Package: debian-policy
Version: 4.7.4.1
Severity: wishlist
X-Debbugs-Cc: [email protected], [email protected], 
[email protected]

Policy now documents the Multi-Arch field (#749826), and as part of 
that it has a brief mention in §5.6.34.4 "Multi-Arch: allowed" of how the 
:any suffix on dependencies works. (Briefly: if foo is Multi-Arch: 
allowed, then a dependency on foo is treated as though foo was 
Multi-Arch: no, but a dependency on foo:any treats it as though foo was 
Multi-Arch: same; and if foo is *not* Multi-Arch: allowed, then a 
dependency on foo:any is unsatisfiable.)

However, §7.1 "Syntax of relationship fields" doesn't currently document 
the syntax of architecture qualifiers (foo:any, bar:native, baz:i386), 
only architecture restrictions (foo [i386], bar [linux-any]) and profile 
restrictions (foo <!nodoc>, bar <cross>).

I think a new section 7.1.2 alongside 7.1.1 "Restrictions" would 
probably be the best place for this? A minimal version would be to 
mention that the foo:bar syntax is allowed, is called an "architecture 
qualifier", and dpkg defines the possible values of bar and their 
meanings; but it would probably be better if Policy was the canonical 
reference for the possible values, since dpkg, apt, sbuild, etc. all 
need to agree on what they mean.

dpkg documents architecture qualifiers in its man pages, which could be 
used as a basis for this.

deb-control(5) documents this for binary packages' dependency fields 
(Depends, Recommends etc.): a "real Debian architecture name" can appear 
after the colon, and as a special case, foo:any is also allowed. I'm not 
100% sure what "real" means in this context: probably the intention is 
that a specific, concrete architecture name like foo:i386 is considered 
to be "real", but a wildcard like foo:any-i386 or foo:linux-any is not?
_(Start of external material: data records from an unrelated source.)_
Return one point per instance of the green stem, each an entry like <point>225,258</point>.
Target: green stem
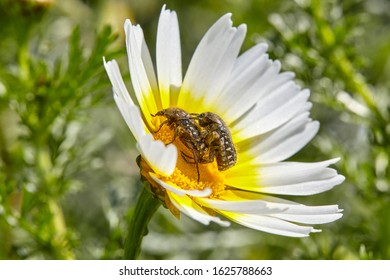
<point>146,206</point>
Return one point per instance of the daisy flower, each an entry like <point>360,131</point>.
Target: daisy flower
<point>265,111</point>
deb-src-control(5) documents the same architecture qualifiers for 
Build-Depends etc. as for Depends, plus a second special case, 
foo:native, which is described as "will match the current build 
architecture if the package is not marked with Multi-Arch: foreign." I'm 
not 100% sure whether this means that a B-D on something like 
bash:native will be treated as an unsatisfiable build-dependency in the 
case where bash *is* M-A: foreign (as in fact it is), or whether a B-D 
on bash:native is merely equivalent to a B-D on bash in that case. I 
would hope it's the latter - that seems like it would have more useful 
semantics, especially when packages were not initially marked 
Multi-Arch: foreign but could/should have been.